The role of identity in influencing change (Part 2)

In a previous blog post I talked about the identity model of decision making put forward by Stanford Professor, James March.

The identity model says our decisions are based on how we see ourselves, and who we believe we are (or want to be). Any time we have a decision to make, we ask ourselves three questions:

  1. What kind of situation is this?
  2. What kind of person am I?
  3. What would someone like me do in this situation?

This concept can be really useful when we are trying to influence someone to change their behaviour – to make a different choice. Let me give you an example.

In 1985, after decades of collecting more and more rubbish from state highways, the Texas Department of Transportation challenged GSD&M, an Austin advertising agency, to help them create a campaign to reduce this.

What GSD&M found when they began researching the problem was that 18-35 year-old males were the group most likely to litter. When they did focus groups they found, as well as loving pick-up trucks, football and listening to loud music while driving, this group had a very high degree of pride for being Texan.

There you have it. The group that was the biggest contributors to the problem had a very strong view of who they were and the community they belonged too. This was the focus of what GSD&M put into place. They based the whole campaign around identity.

The campaign slogan they came up with was “Don’t Mess With Texas” and debuted in 1986 with the legendary Texas guitarist Stevie Ray Vaughan. Seconds after it aired, the local networks were getting calls asking them to play the advert again and it just grew from there.

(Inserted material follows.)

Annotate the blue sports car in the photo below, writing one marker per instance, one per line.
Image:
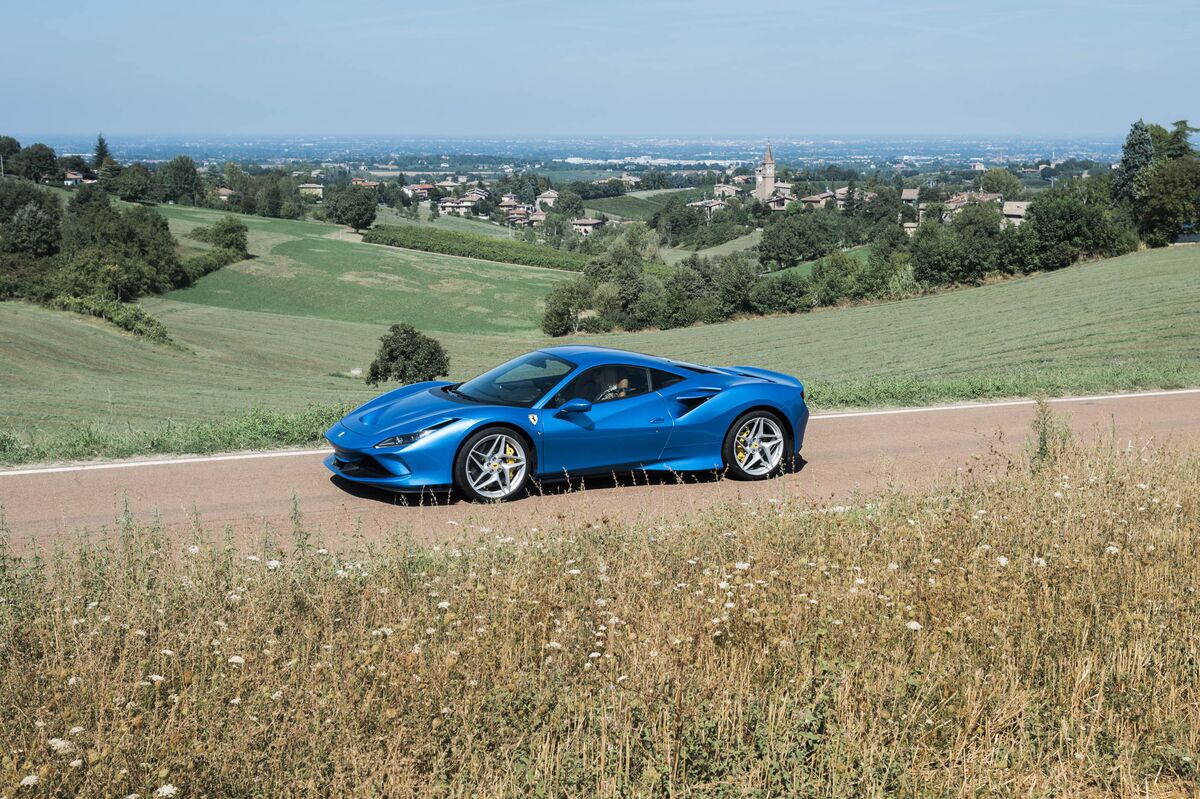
(567, 412)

Over the last 30 years, this iconic campaign is credited with reducing litter in Texas by 72%. Before the campaign, Texas spent $2.33 per person for cleaning roads, and now the state spends only $1.90. It was even voted America’s favorite slogan, beating out Nike’s “Just Do it” a in a 2006 contest.

That is about as close as you get to behaviour change perfection, and it was all built around tapping into identity. It gave the answer to the question “What would a proud Texan do in this situation?” Well, the certainly wouldn’t throw their rubbish away. They wouldn’t mess with Texas.